C’est que, question technique, ∏-Node est bien en position de répondre. Sa ligne de bas(s)e, en tant que radio expérimentale, est de réfléchir aux modes de transmission. Au nœud dur, quinze à vingt-cinq personnes s’interconnectent : artistes plasticien·nes, hackeur·ses, informaticien·nes, musicien·nes, chercheur·euses et pirates font ∏-Node, s’organisant à la toute fin de 2013 pour commencer à transmettre des sons et, mis en abîme, à donner les clés des outils de transmission radiophoniques, et le tout de manière horizontale.

« Ce qui prime, ce n’est en fait ni la forme ni le fond, mais c’est le geste, le faire, afin que les gens s’approprient la radio. La question du contenu est aussi importante bien sûr, mais le but, là, est de créer du commun, de casser les modèles pyramidaux, verticaux de la radio. On retrouve là les modèles type Guattari […], des utopies de la radio qui se sont perdues ces dernières années. » Félix Guattari, le psychanalyste marxiste et philosophe, a été membre du Cinel — le Centre d’initiative pour de nouveaux espaces de liberté — un collectif militant qui a créé la libre Radio Tomate au début des années 80. Ce réseau rhizomatique a été un outil bien utile, au service de diverses luttes socio-professionnelles de l’époque. Le médium façonne le contenu vers une certaine politique, qui est pensée et explorée. ∏-Node assure donc des formations et promeut l’autonomie radiophonique, par exemple avec le programme né pendant le confinement Antivirus, qui permettait à qui veut de diffuser depuis chez soi. La question devient aussi la suivante : comment faire de l’art avec la radio ? Naissent alors sons, bien sûr, mais aussi sculptures et performances.
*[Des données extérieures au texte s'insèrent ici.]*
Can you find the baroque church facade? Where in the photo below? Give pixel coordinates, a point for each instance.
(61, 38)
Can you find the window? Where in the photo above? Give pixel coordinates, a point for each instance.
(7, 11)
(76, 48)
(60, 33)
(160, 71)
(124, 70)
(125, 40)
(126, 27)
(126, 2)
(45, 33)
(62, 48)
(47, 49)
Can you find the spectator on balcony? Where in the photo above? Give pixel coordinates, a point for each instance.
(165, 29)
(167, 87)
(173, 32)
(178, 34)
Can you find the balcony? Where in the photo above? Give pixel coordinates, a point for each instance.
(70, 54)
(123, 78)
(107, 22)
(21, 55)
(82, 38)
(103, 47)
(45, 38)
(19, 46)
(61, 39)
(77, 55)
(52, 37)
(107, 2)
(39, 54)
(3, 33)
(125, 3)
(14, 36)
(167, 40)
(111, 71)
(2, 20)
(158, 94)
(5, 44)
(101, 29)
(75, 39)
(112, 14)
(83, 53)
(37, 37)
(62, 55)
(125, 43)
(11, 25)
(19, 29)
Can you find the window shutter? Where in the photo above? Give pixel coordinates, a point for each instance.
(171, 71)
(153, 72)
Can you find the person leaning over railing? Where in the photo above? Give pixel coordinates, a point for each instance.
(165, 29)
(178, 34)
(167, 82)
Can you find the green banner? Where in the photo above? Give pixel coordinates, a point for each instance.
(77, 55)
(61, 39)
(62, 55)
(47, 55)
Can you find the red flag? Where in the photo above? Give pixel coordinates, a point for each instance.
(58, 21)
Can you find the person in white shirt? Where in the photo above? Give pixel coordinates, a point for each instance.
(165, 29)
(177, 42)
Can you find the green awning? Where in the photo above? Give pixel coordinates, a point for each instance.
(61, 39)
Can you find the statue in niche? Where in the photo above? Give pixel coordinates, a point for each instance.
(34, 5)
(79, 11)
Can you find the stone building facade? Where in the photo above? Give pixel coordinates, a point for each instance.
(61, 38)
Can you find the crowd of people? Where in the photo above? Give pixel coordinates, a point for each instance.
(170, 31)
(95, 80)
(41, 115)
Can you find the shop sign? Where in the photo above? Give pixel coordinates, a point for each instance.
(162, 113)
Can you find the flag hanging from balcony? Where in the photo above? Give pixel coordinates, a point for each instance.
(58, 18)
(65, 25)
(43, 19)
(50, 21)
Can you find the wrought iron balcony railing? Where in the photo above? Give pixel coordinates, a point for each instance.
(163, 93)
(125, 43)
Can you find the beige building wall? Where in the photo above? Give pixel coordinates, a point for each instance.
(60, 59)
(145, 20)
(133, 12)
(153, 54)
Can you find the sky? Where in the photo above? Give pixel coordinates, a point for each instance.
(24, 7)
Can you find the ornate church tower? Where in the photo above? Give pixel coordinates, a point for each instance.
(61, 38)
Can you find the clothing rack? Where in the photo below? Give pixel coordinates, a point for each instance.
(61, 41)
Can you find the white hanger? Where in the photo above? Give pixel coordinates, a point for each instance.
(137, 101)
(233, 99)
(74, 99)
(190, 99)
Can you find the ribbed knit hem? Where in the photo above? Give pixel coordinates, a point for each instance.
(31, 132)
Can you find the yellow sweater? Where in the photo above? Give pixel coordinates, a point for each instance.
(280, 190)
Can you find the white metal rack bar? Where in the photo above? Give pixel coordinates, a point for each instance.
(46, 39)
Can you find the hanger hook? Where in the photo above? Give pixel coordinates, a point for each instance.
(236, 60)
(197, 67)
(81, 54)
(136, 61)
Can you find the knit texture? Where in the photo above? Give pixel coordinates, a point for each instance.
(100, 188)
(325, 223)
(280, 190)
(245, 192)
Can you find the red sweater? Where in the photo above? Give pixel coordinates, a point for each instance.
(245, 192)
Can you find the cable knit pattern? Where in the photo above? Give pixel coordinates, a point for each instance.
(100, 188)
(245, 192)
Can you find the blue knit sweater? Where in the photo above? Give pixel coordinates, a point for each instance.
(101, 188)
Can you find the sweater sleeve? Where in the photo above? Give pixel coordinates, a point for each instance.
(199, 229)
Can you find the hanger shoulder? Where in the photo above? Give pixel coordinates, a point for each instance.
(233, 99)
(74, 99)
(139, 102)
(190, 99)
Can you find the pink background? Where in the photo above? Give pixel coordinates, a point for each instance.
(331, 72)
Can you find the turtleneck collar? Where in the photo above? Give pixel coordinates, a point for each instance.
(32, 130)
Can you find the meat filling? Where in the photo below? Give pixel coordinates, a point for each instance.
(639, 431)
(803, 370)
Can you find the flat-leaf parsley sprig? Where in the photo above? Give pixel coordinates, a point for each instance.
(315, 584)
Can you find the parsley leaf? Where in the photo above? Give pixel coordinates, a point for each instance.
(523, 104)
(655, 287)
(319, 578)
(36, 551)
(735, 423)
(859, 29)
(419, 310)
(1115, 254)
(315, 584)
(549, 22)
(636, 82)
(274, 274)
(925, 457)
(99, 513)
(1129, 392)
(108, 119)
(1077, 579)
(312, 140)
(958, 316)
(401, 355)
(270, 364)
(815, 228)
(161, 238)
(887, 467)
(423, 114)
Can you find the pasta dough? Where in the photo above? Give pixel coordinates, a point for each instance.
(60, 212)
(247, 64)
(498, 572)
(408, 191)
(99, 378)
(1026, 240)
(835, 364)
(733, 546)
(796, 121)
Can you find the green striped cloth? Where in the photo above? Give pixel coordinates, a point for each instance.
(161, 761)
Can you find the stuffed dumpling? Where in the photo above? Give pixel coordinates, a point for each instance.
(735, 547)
C’est tout ce qui émerge sous les formes présentées à Art-cade, en plus de proposer la métaphore d’une organisation collective idéale, parce que collégiale. Chaque module a été créé individuellement pour être intégré dans un circuit fermé, sur le mode des dominos : « C’est comme une cordée de montagne : si quelqu’un tombe, tout le monde tombe. » Véritable petite communauté, les quinze modules sont interdépendants pour former un tout, chacun augmentant de son grain, de sa prosodie, le son donné à la base. Et le choix des grains, des individualités à l’œuvre dans ce parcours, se veulent rendre compte des diversités des médias et des techniques, allant des plus contemporains aux plus historiques. L’exposition se fait d’un cheminement en cours qui aborde des questions militantes, pédagogiques et techniques, le tout en promouvant l’autonomie, loin d’un certain élitisme de l’art, de la culture et de la technologie.

 

Margot Dewavrin

 

 

∏-Node – Radio Fischli Weiss : jusqu’au 14/05 à Art-cade, Galerie des Grands Bains-Douches de la Plaine (35 bis rue de la Bibliothèque, 1er).